MSNs were computed as described in Seidlitz et al.6. Specifically, we considered the widely used summary statistics computed by FreeSurfer’s mris_anatomical_stats command to characterize each region. The five summary statistics describing each region are the following:

  • Mean sulcal depth

  • Mean cortical thickness

  • Total volume

  • Total surface area

  • Integrated rectified mean curvature

Each feature was z-scored, and the resulting MSN was defined as the pairwise Pearson correlation between all vectors of the five standardized features. To construct MSNs with \({{{\mathcal{N}}}}(0,1)\) noise features (as in Fig. 2f), the Gaussian noise columns were added as new features at each vertex, averaged within each region and z-scored across regions before inclusion into the vector of structural features.

Human MRI datasets

ABCD imaging dataset

The ABCD cohort currently comprises T1w structural MRI data on 11,449 participants (including 697 twin pairs) ages 9–11 years at baseline scanning. Recruitment for the ABCD study was intended to generate a diverse, representative sample56 for the longitudinal study of brain development and cognition. This work is registered as study 1796 on the NDA (https://doi.org/10.15154/1528079). The number of subjects included for different analyses can be visualized in Supplementary Fig. 2. After data filtering and quality control (QC), this led to 10,367 subjects included in our principal dataset parcellated in DK-318 (n = 10,353 for DK and n = 9,218 for HCP parcellation, with the difference between parcellation due to the vertex filtering step described above). Group-level MIND networks and MSNs were constructed from these cohorts. These 10,367 subjects in DK-318 parcellation included 641 complete twin pairs (366 dizygotic and 275 monozygotic), which served as the cohort for estimating twin-based heritability. To estimate SNP-based heritability, we used a sample of 4,085 subjects, comprising unrelated participants of European ancestry with MRI and genetic data that passed QC criteria. To study the effect of including varying numbers of noise columns (Fig. 2f), we used a random subset of 150 subjects to avoid the cost of constructing many network versions for all 10,367 individuals.

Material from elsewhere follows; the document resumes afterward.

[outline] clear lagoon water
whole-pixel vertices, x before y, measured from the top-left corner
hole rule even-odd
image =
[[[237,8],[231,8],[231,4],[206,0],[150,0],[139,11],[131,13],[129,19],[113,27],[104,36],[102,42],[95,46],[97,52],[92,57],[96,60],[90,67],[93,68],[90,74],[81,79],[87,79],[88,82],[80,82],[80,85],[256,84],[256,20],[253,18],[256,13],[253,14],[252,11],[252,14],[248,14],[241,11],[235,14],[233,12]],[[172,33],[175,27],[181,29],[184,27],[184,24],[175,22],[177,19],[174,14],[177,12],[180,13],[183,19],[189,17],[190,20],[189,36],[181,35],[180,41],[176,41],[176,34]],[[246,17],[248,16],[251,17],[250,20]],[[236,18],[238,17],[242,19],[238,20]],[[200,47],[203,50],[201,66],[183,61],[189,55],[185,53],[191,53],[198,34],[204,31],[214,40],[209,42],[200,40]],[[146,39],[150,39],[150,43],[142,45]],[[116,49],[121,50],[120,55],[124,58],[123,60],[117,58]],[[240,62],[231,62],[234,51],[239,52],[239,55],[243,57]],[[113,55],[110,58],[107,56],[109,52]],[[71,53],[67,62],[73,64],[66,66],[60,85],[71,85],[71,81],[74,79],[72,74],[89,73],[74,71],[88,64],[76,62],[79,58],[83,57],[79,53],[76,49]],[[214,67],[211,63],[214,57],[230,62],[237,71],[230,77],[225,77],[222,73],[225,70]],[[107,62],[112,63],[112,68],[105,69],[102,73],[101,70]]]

Extensive documentation of the scanner types and protocols used for MRI in the ABCD study can be found in Hagler et al.19,57. T1w images were 1-mm isotropic, radiofrequency (RF)-spoiled gradient echo using prospective motion correction if available and from one of three (3T) scanner models: Siemens (Prisma VE11B-C), Philips (Achieva dStream, Ingenia) or GE (MR750, DV25-26)19,48. The images were processed using FreeSurfer version 5.3.0.

ABCD MRI QC

To ensure high quality of the included scans, we used the Euler number1, an index of scan quality generated automatically by FreeSurfer. Supplementary Fig. 2 shows the distribution of Euler number in the entire ABCD cohort, with some extreme outliers in the sample. To discard these scans, we used a cutoff threshold of −120, corresponding to a median absolute deviation (MAD) score of ≥2.6.

ABCD site-related batch effects

ABCD is a multi-site study with well-known batch effects due to scanning at different sites58. To correct these site-related batch effects in quality controlled data, before MIND analysis, we used neuroCombat version 0.2.12 (ref. 59), an adaptation of the standard ComBat batch correction tool60 designed specifically for structural MRI brain data. While adjusting for site-specific effects in this manner, we included age (in months) and sex to be biologically relevant covariates (that is, differences in age and sex distribution between sites were not considered site-specific effects).

HCP-YA and HCP-D imaging datasets

The HCP-D cohort aims to provide MRI scans for over 1,300 participants ages 5–21 years to shed light on brain development over adolescence21. The data used in this work were part of release 1.0, containing cross-sectional images (pre-processed using FreeSurfer version 6.0) from 655 subjects ages 8–21 years (49% male). All 3T images were acquired on a Siemens Prisma scanner 80-mT/m gradient coil, multiecho, and with 0.8-mm isotropic resolution. Full imaging acquisition parameters are described in detail in Harms et al.61 and Somerville et al.21. Pre-processed DWI images were not yet available at the time this work took place and, hence, were not considered.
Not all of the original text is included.